Danielle McGahey

Personal information
- Born: 14 April 1994 (age 31) Brisbane, Australia
- Batting: Right-handed
- Bowling: Right-arm off spin
- Role: Wicket-keeper

International information
- National side: Canada (2023);
- T20I debut (cap 21): 4 September 2023 v Brazil
- Last T20I: 11 September 2023 v United States

Career statistics
| Competition | WT20I |
| Matches | 6 |
| Runs scored | 118 |
| Batting average | 19.66 |
| 100s/50s | 0/0 |
| Top score | 48 |
| Catches/stumpings | 4/– |
- Source: ESPNcricinfo, 7 October 2024

= Danielle McGahey =

Australian cricketer

Danielle McGahey (born 14 April 1994) is an Australian-born cricketer who played for the Canada women's national cricket team. She was the first transgender person named in an international squad, going on to play six matches before retiring following changes made to gender eligibility rules by the International Cricket Council.

==Domestic career==
McGahey started playing club cricket in Melbourne before moving to Canada, where she joined the Cavaliers Cricket Club in Regina, Saskatchewan. She played a single season for the men's team before switching to the women's team the following year. McGahey has also played in the Alberta Women's Cricket League and represented Alberta in inter-provincial cricket as Saskatchewan does not have its own women's team.

McGahey was the leading run-scorer at the 2023 Women T20 National Championship, recording 237 runs from three innings and the only century of the tournament.

==International career==
In October 2022, McGahey was named in the Canadian squad for the 2022 Women's South American Cricket Championship in Brazil. Canada's matches at the tournament did not have official Twenty20 International status. McGahey opened the batting for the Canadian XI and was named player of the match against Brazil after scoring 73 runs from 46 balls.
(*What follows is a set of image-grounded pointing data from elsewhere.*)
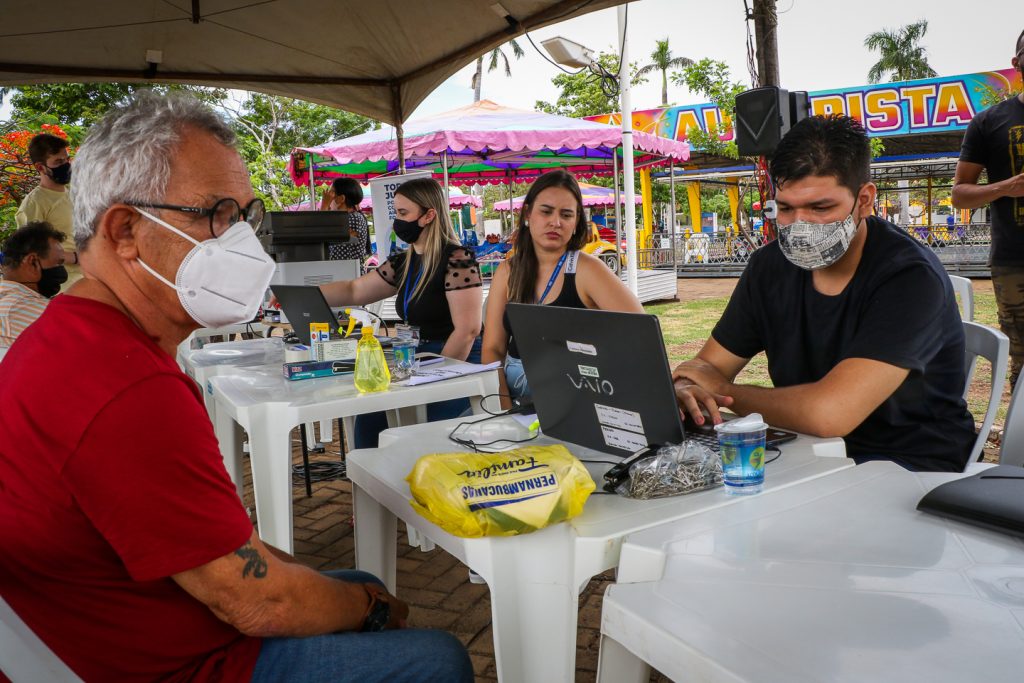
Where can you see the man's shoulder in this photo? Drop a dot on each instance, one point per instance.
(895, 251)
(11, 291)
(1008, 110)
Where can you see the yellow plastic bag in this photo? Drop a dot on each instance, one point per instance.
(471, 495)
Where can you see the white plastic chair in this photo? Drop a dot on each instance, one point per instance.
(981, 340)
(964, 289)
(26, 658)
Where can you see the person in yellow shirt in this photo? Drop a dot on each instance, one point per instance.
(50, 201)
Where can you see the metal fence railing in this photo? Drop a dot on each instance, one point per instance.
(961, 248)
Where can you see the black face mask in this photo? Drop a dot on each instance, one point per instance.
(51, 280)
(408, 230)
(60, 174)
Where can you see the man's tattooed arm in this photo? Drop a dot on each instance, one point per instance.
(255, 564)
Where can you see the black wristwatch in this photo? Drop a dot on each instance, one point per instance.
(379, 611)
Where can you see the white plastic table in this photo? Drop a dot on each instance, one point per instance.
(267, 407)
(230, 449)
(837, 580)
(535, 579)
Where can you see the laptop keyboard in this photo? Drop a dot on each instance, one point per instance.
(710, 441)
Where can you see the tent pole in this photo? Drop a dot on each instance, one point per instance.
(619, 213)
(399, 131)
(511, 219)
(448, 200)
(672, 214)
(627, 114)
(312, 187)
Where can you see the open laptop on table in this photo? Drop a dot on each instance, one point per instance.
(303, 305)
(601, 379)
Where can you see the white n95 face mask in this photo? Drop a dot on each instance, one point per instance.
(816, 246)
(220, 282)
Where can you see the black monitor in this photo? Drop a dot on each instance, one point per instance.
(302, 236)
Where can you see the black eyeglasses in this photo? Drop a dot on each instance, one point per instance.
(222, 215)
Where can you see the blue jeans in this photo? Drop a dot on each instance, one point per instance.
(394, 656)
(370, 425)
(515, 378)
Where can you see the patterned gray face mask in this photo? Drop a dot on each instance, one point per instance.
(815, 246)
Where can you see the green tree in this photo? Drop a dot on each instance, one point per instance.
(901, 57)
(662, 59)
(711, 79)
(496, 54)
(583, 93)
(269, 127)
(75, 107)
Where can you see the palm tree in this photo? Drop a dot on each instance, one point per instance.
(662, 59)
(496, 54)
(901, 57)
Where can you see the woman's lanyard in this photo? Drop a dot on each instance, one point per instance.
(554, 275)
(410, 288)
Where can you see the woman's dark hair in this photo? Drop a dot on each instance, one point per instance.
(32, 238)
(523, 265)
(350, 189)
(824, 145)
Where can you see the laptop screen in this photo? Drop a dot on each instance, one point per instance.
(303, 305)
(599, 379)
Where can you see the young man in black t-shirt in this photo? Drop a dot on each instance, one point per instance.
(858, 321)
(994, 142)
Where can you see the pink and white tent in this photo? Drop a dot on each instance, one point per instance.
(592, 196)
(483, 142)
(457, 200)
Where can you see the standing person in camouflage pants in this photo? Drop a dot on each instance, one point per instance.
(994, 142)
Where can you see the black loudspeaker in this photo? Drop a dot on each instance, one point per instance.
(762, 119)
(800, 107)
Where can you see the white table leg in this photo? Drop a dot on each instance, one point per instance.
(270, 457)
(326, 430)
(376, 538)
(229, 437)
(617, 665)
(534, 606)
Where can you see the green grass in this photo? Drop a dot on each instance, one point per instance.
(687, 325)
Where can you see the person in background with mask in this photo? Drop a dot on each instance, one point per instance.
(345, 195)
(50, 201)
(125, 546)
(858, 319)
(437, 286)
(994, 143)
(33, 272)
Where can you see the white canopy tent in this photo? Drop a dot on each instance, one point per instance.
(379, 58)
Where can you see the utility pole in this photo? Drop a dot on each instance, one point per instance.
(766, 36)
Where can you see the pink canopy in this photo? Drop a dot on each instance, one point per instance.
(592, 196)
(483, 142)
(457, 200)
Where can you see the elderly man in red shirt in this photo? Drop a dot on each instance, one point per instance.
(125, 546)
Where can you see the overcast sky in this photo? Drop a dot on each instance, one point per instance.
(820, 44)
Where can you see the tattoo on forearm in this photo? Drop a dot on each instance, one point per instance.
(255, 563)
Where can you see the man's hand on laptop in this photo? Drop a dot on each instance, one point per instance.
(695, 383)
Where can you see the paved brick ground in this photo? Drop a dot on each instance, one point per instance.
(435, 585)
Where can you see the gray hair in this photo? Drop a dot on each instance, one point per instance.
(127, 155)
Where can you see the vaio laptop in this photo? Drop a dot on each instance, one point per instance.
(601, 379)
(303, 305)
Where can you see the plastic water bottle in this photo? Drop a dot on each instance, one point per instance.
(371, 368)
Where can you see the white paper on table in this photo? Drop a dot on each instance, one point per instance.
(428, 375)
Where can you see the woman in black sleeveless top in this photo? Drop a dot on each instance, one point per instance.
(547, 267)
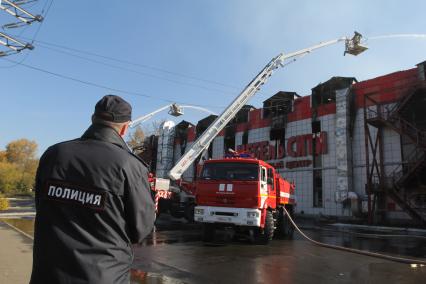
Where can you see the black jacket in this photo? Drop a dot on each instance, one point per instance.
(92, 201)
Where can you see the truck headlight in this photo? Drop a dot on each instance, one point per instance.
(252, 214)
(199, 211)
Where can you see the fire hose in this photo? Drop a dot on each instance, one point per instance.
(368, 253)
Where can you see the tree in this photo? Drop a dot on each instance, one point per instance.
(20, 152)
(18, 165)
(3, 157)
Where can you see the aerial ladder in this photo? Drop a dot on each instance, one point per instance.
(352, 46)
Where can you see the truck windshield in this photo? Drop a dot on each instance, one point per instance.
(230, 171)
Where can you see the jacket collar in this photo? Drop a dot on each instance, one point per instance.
(106, 134)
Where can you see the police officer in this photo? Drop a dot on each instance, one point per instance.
(92, 201)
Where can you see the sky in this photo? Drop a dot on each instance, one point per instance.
(193, 52)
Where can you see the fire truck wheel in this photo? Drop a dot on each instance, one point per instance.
(284, 229)
(189, 212)
(208, 232)
(263, 236)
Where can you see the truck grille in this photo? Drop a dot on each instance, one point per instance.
(226, 214)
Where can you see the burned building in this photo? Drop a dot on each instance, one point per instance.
(353, 149)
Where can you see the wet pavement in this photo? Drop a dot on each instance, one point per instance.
(174, 253)
(181, 255)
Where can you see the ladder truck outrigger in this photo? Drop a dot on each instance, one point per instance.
(239, 191)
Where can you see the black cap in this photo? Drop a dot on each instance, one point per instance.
(113, 108)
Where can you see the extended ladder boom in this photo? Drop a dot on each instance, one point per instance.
(221, 121)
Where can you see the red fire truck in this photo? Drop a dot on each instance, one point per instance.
(245, 194)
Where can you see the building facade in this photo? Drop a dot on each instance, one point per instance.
(348, 146)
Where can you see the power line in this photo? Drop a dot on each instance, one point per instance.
(103, 86)
(134, 71)
(140, 65)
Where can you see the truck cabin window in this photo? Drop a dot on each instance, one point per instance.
(230, 171)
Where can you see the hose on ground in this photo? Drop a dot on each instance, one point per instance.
(375, 235)
(368, 253)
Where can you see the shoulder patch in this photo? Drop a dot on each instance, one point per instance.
(74, 194)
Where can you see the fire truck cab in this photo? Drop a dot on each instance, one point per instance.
(246, 194)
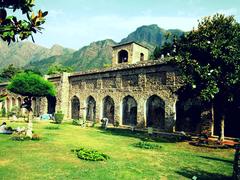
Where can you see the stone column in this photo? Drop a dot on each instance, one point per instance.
(141, 114)
(170, 115)
(64, 95)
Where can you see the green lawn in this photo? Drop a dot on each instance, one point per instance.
(51, 157)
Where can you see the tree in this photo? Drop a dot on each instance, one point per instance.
(58, 68)
(12, 29)
(9, 72)
(30, 85)
(209, 59)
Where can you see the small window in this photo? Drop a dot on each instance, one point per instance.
(141, 57)
(122, 56)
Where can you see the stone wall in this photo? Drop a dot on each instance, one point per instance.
(140, 81)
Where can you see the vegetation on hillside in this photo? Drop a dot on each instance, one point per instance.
(209, 60)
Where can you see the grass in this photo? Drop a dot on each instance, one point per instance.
(51, 157)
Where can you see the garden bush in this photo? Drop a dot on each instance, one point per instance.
(90, 155)
(59, 117)
(147, 145)
(52, 127)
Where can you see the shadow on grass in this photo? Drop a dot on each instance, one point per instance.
(141, 135)
(202, 175)
(217, 159)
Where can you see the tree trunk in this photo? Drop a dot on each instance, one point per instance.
(30, 125)
(212, 125)
(222, 128)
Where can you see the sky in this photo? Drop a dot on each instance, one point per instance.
(76, 23)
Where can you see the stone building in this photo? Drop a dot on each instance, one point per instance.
(135, 91)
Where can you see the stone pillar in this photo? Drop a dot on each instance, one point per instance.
(43, 106)
(98, 109)
(63, 95)
(170, 78)
(117, 110)
(170, 116)
(141, 114)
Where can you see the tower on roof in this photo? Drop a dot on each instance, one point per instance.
(129, 53)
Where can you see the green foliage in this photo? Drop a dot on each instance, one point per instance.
(59, 117)
(147, 145)
(11, 28)
(30, 84)
(209, 59)
(58, 68)
(90, 155)
(76, 122)
(52, 127)
(36, 137)
(8, 73)
(116, 124)
(4, 112)
(16, 136)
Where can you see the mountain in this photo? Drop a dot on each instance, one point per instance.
(95, 55)
(22, 53)
(152, 36)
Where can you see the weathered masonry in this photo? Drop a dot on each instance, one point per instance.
(132, 92)
(139, 94)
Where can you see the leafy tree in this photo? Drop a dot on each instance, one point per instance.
(30, 85)
(58, 68)
(9, 72)
(209, 59)
(11, 28)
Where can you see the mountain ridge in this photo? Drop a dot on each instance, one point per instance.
(95, 55)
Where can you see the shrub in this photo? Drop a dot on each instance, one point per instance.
(52, 127)
(76, 122)
(147, 145)
(36, 137)
(59, 117)
(116, 124)
(90, 155)
(19, 137)
(4, 112)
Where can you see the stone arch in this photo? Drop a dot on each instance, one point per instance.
(188, 116)
(75, 106)
(8, 105)
(155, 108)
(141, 57)
(122, 56)
(108, 109)
(52, 101)
(34, 105)
(13, 102)
(129, 111)
(91, 109)
(19, 102)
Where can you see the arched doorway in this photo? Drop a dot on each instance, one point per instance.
(188, 116)
(13, 102)
(19, 100)
(91, 109)
(122, 56)
(51, 104)
(75, 104)
(155, 112)
(108, 109)
(8, 105)
(141, 57)
(129, 111)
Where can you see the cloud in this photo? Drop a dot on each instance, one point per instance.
(231, 11)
In August 2023, McGahey was named in Canada's squad for the 2023 ICC Women's T20 World Cup Americas Qualifier in Los Angeles, part of the qualification process for the 2024 ICC Women's T20 World Cup. Her inclusion in the squad attracted international attention, as she would become the first transgender person to play official international cricket, a previously novel circumstance becoming frequently common to other leagues across the world.

On 4 September 2023 McGahey made her Twenty20 International debut for Canada against Brazil.

A spokesperson from the International Cricket Council (ICC) had confirmed that McGahey had been "deemed eligible to participate in international women's cricket on the basis that she satisfies the MTF transgender eligibility criteria". However on 21 November 2023, the ICC banned transgender players from being able to play women's cricket and McGahey announced her international retirement.

==Personal life==
McGahey moved to Canada in February 2020. She socially transitioned to living as a woman in November 2020 and commenced medically transitioning in May 2021. McGahey lost contact with her family in Australia after transitioning.